Gary Owen Kendall appeals pro se from the district court's judgment dismissing his action concerning his veterans' benefits. We have jurisdiction under 28 U.S.C. § 1291. We review de novo. Bishop Paiute Tribe v. Inyo County, 863 F.3d 1144, 1151 (9th Cir. 2017) (dismissal for lack of subject matter jurisdiction); Watison v. Carter, 668 F.3d 1108, 1112 (9th Cir. 2012) (dismissal under 28 U.S.C. § 1915(e)(2)(B)(ii)). We affirm.

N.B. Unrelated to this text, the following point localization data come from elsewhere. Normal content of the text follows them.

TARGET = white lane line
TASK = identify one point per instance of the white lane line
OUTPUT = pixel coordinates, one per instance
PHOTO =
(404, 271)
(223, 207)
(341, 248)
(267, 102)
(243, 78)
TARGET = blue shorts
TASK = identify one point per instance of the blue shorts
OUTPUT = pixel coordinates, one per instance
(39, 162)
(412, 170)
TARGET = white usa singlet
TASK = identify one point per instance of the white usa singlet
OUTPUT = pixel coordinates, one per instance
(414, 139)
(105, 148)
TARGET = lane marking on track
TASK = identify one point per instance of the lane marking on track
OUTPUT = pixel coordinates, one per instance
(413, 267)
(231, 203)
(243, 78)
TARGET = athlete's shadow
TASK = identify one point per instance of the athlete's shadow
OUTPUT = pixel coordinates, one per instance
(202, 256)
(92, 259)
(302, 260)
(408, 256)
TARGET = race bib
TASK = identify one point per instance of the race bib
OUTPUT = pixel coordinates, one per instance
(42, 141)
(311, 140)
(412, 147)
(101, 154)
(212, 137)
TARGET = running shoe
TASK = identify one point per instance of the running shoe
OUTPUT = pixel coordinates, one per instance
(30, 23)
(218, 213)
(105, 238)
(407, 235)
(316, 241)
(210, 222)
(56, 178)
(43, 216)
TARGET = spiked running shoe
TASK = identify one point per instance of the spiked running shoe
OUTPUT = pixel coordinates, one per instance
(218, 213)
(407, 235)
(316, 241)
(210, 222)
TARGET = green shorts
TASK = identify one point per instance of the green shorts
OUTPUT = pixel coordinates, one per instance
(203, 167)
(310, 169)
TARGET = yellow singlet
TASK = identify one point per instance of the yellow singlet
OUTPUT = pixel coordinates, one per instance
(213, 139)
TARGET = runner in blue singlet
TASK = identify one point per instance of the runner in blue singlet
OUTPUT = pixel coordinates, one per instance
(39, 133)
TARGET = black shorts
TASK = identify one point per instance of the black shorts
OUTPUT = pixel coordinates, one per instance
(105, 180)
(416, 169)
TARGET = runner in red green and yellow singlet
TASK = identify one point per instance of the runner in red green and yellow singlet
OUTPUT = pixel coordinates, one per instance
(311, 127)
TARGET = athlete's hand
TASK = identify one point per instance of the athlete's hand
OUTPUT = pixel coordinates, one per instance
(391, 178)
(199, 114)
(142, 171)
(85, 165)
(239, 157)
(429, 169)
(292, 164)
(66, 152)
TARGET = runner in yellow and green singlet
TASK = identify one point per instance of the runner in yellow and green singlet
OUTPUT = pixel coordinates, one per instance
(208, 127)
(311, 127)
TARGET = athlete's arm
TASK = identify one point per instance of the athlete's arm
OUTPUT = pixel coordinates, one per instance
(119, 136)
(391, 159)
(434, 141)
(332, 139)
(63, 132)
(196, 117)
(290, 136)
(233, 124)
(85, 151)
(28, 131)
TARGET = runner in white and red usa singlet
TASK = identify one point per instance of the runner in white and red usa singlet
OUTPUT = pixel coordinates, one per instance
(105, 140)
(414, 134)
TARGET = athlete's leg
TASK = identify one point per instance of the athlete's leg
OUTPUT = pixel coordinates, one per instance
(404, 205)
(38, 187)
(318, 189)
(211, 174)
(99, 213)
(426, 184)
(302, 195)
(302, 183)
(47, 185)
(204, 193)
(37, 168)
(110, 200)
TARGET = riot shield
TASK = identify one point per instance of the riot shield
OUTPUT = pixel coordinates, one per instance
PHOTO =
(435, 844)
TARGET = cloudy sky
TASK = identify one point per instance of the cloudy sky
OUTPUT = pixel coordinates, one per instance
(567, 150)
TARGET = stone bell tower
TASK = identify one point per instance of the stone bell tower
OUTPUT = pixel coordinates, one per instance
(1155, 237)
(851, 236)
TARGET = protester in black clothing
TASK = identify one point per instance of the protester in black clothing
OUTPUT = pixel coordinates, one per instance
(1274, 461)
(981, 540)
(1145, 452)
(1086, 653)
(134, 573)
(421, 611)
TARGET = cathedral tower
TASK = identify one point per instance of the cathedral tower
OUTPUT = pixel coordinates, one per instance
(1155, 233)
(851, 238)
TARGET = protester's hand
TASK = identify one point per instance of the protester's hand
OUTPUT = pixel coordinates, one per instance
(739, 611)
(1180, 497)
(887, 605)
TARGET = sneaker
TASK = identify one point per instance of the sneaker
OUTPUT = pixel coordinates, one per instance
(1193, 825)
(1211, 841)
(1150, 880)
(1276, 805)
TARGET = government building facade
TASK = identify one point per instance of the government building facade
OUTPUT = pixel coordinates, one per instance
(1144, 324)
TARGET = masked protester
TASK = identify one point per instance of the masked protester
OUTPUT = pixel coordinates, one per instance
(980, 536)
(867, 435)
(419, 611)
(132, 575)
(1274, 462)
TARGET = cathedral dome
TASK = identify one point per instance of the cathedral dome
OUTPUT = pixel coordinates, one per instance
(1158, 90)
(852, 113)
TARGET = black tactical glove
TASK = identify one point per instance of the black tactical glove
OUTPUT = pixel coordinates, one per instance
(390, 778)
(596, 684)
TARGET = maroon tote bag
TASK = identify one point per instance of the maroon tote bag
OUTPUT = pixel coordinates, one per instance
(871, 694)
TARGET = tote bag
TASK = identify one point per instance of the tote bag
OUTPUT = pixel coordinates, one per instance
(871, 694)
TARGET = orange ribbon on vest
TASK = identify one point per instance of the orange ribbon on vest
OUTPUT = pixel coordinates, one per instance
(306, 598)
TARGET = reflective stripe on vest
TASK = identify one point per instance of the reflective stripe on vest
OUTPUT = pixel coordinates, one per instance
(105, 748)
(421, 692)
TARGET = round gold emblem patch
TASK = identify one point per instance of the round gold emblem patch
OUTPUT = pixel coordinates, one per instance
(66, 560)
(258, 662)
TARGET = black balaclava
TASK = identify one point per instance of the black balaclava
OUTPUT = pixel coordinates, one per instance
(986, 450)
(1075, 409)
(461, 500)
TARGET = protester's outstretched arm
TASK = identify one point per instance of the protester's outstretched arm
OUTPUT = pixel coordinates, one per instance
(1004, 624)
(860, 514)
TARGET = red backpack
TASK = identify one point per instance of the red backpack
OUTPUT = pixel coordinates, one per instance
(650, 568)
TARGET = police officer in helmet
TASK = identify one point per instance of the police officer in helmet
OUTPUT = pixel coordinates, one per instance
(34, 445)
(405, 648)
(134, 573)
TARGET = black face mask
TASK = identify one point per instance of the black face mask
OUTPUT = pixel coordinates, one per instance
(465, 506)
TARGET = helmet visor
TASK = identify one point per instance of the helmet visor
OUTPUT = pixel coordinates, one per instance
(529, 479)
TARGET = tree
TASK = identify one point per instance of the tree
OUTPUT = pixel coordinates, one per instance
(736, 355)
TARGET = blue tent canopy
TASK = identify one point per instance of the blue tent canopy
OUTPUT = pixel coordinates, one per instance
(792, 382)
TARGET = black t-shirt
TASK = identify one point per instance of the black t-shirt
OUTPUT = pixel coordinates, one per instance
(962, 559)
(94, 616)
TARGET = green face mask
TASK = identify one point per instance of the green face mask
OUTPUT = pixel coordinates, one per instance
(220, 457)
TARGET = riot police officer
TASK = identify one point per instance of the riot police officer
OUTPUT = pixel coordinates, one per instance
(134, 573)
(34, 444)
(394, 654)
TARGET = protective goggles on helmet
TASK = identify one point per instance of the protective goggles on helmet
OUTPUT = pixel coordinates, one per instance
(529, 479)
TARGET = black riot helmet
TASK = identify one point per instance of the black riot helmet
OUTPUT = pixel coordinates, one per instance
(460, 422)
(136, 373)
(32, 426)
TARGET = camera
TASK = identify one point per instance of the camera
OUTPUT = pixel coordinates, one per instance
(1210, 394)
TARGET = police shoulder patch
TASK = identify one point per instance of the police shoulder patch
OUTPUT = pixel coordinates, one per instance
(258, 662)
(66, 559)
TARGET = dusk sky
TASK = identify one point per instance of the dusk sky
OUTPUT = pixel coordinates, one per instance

The district court properly dismissed Kendall's action for lack of subject matter jurisdiction because the United States Courts of Appeals for Veterans Claims and the Federal Circuit have exclusive jurisdiction over questions that relate to benefits administered by the Veterans Administration. See 38 U.S.C. § 511(a); Veterans for Common Sense v. Shinseki, 678 F.3d 1013, 1022-25 (9th Cir. 2012) (en banc) (the Veterans' Judicial Review Act generally precludes district court jurisdiction over claims relating to or affecting veterans' benefits decisions, "even if the veteran dresses his claim as a constitutional challenge, and even where the veteran has challenged some other wrongful conduct that, although unrelated to the [Department of Veterans Affair's] ultimate decision on his claim, affected his or her benefits proceeding" (citations omitted)). However, a dismissal for lack of subject matter jurisdiction should be without prejudice. Kelly v. Fleetwood Enters., Inc., 377 F.3d 1034, 1036 (9th Cir. 2004). We affirm the dismissal, and instruct the district court to amend the judgment to reflect that the dismissal of this action is without prejudice.
We reject Kendall's contention that the denial of his petition for ex parte injunction was unconstitutional as unpersuasive.
We do not consider allegations raised for the first time on appeal. See Padgett v. Wright, 587 F.3d 983, 985 n.2 (9th Cir. 2009).
AFFIRMED; REMANDED with instructions to amend the judgment.